A pesar del incremento en empleos y horas trabajadas, las mujeres siguen representando solo el 17.4% de los ingresos y enfrentan desigualdad en oportunidades y sueldos en el sector de la construcción en 2024.
En 2024, la presencia femenina en el sector de la construcción en México continúa en aumento, aunque su participación aún está lejos de igualar a la de los hombres. De un total de 586,000 empleos generados en el año en la industria, solo el 16.8% de las horas trabajadas fueron realizadas por mujeres, concentrándose principalmente en los subsektores de edificación, obras de ingeniería civil y actividades especializadas.
El subsector de edificación destaca como el espacio con mayor participación femenina, con aproximadamente 42,000 trabajadoras en actividades relacionadas con la construcción de viviendas y edificios no residenciales, en contraste con más de 219,000 hombres en el mismo rubro. En obras de ingeniería civil, la presencia femenina alcanzó las 36,000 en 2024, un crecimiento sostenido desde 2022, mientras que en trabajos especializados el número de mujeres se situó en casi 19,000.

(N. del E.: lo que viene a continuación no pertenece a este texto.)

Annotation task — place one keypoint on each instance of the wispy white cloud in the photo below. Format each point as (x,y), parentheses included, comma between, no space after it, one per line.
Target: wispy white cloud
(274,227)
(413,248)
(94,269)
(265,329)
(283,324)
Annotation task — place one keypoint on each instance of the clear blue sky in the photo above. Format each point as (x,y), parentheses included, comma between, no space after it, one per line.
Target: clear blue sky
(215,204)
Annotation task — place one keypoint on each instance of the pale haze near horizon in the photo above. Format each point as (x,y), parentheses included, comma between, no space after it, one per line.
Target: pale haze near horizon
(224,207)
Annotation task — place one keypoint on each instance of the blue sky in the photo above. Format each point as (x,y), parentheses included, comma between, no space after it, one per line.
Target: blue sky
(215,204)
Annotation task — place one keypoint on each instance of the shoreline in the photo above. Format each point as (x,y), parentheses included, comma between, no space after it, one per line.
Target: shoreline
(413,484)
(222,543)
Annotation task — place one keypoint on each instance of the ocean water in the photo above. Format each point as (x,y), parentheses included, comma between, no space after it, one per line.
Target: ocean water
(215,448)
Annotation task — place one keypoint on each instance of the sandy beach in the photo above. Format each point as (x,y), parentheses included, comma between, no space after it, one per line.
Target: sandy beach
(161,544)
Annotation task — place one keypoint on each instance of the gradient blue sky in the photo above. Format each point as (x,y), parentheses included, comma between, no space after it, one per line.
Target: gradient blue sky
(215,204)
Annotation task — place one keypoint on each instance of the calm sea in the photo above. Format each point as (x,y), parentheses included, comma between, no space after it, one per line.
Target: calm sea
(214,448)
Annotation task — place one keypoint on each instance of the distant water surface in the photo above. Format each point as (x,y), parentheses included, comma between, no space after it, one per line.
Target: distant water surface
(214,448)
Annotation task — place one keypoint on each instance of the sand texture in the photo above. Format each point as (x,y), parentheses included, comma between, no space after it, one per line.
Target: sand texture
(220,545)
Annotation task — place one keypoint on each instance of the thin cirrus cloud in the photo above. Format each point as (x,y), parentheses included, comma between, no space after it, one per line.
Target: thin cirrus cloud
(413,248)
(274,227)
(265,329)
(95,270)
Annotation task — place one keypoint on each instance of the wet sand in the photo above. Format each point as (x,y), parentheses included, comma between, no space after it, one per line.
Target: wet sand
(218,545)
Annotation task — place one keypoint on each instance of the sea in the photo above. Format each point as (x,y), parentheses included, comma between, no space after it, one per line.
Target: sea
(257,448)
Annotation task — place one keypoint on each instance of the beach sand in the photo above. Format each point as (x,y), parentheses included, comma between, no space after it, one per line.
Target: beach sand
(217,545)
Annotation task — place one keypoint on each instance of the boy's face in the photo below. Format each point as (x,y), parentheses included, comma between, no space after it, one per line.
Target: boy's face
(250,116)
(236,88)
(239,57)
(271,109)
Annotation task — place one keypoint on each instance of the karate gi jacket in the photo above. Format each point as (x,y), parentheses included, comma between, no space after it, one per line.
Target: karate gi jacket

El crecimiento del empleo femenino se refleja también en el aumento de horas trabajadas y en la incorporación en distintos subsectores, pero la proporción de mujeres ocupadas aún representa una fracción menor del total. Además, la diferencia en ingresos es marcada: solo el 17.4% del monto total destinado a salarios fue para mujeres, quienes ingresaron en términos absolutos alrededor de 22,400 millones de pesos, frente a más de 105,100 millones de pesos para los hombres.
El análisis de nivel educativo revela que la mayoría de las mujeres en el sector cuentan con estudios superiores, en tanto que la mayoría del personal masculino posee educación básica. La brecha salarial se acentúa en algunas categorías, donde las remuneraciones promedio de las mujeres son significativamente menores a las de los hombres, lo que evidencia aún desafíos importantes para la igualdad en oportunidades y derechos laborales en el sector de la construcción.
Este escenario se inscribe en un contexto global donde la participación femenina en industrias tradicionalmente masculinas ha mostrado avances, pero aún persisten desigualdades estructurales. La incorporación de más mujeres y la igualdad salarial en construcción son pasos esenciales hacia un mercado laboral más justo y diversificado, que refleje las capacidades y aportaciones de todas las personas.